Respectfully, I think this is where most people's view of college football goes off of the rails. What makes a game tough? You can put any label on it that you want, but a "tough" game is really just a team that is at least as good as, if not better than the team you are coaching, from a talent stand-point.
At CMU and Cincy, Jones and company were working with talent that began at, or near, the bottom of his conference in relative talent. Viewed from the mountain-top of SEC talent, those teams would not be considered "tough" games. Viewed from inside the conference, from Jones' perspective as head coach, the majority of his conference games would be against "better" teams. Yet he won, and he won more than he should with consistency.

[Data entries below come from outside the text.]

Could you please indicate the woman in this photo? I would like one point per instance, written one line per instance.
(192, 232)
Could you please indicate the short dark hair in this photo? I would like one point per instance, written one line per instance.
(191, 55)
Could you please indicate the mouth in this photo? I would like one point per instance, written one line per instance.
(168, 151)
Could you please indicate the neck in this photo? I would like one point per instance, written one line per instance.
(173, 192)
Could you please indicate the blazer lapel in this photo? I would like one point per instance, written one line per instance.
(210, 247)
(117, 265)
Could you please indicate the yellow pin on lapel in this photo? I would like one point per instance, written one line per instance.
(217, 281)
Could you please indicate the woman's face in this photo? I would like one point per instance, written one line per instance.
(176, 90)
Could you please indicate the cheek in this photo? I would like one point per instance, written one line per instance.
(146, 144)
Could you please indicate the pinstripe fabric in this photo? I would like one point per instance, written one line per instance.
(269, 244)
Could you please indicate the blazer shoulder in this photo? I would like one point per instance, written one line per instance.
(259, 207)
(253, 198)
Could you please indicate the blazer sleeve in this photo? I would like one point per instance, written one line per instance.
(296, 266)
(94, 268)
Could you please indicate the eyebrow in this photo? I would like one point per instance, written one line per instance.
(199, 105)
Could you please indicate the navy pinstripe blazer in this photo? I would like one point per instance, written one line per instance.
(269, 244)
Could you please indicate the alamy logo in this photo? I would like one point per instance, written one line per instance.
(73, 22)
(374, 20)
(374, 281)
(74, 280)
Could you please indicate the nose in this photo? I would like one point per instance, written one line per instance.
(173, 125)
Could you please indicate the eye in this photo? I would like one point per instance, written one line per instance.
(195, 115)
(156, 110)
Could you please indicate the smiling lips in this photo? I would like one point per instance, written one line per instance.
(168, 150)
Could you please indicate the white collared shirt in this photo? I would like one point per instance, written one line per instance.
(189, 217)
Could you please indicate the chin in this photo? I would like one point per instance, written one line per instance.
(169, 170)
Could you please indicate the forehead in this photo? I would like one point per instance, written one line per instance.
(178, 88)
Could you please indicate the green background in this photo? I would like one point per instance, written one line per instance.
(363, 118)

Over 7 years, he has averaged beating 3.5 teams a year that were better than his team from a talent stand point. That translates to any conference. A coach can and should only be judged on how he does relative to talent, not on how he does relative to playing what football fans view as "good" teams. That is why so many get wrapped up in the idea that Butch lost to Dooley as an indicator of coaching prowess. There was an ocean of difference between the two rosters.
The SEC is no different...talent predicts wins with alarming rate. So while it is true that when viewed from the outside, the SEC has many teams that would be "tough" for almost every other team in the nation, when viewed inside the SEC from a specific team's roster, the number of "tough" games changes. Example: Bama, due to talent differentials, only has 1-2 "tough" games a year. Kentucky, for the same reasons, has 8 "tough" conference games.
Here is a chart that shows how Butch has done relative to recruited talent of his opponents over his career.
View attachment 72650
Believe it or not, there is no magic system in the SEC. Better talent will win the majority of the games. Just ask Auburn who performed EXACTLY as talent predicted (lost to LSU who they should have beat, beat Bama who they would lose to 7 out of 10 games, and then lost to a more talented FSU team). Yes, some coaches under-perform at exceptional rates (Dooley/Kiff/Brown and others), and some coaches over-perform at exceptional rates (Cutcliffe/Jones/Petrino/Franklin). Those guys are the exception and not the rule.
Here is a summary of how easily the SEC is predicted by simple talent averages.
View attachment 72651
tl;dr
talent matters. all that matters is that a coach can recruit in a way that increases his talent relative to his competition, and that he can at least win the games that the talent differentials predict he should. We have a coach with a long history of doing both.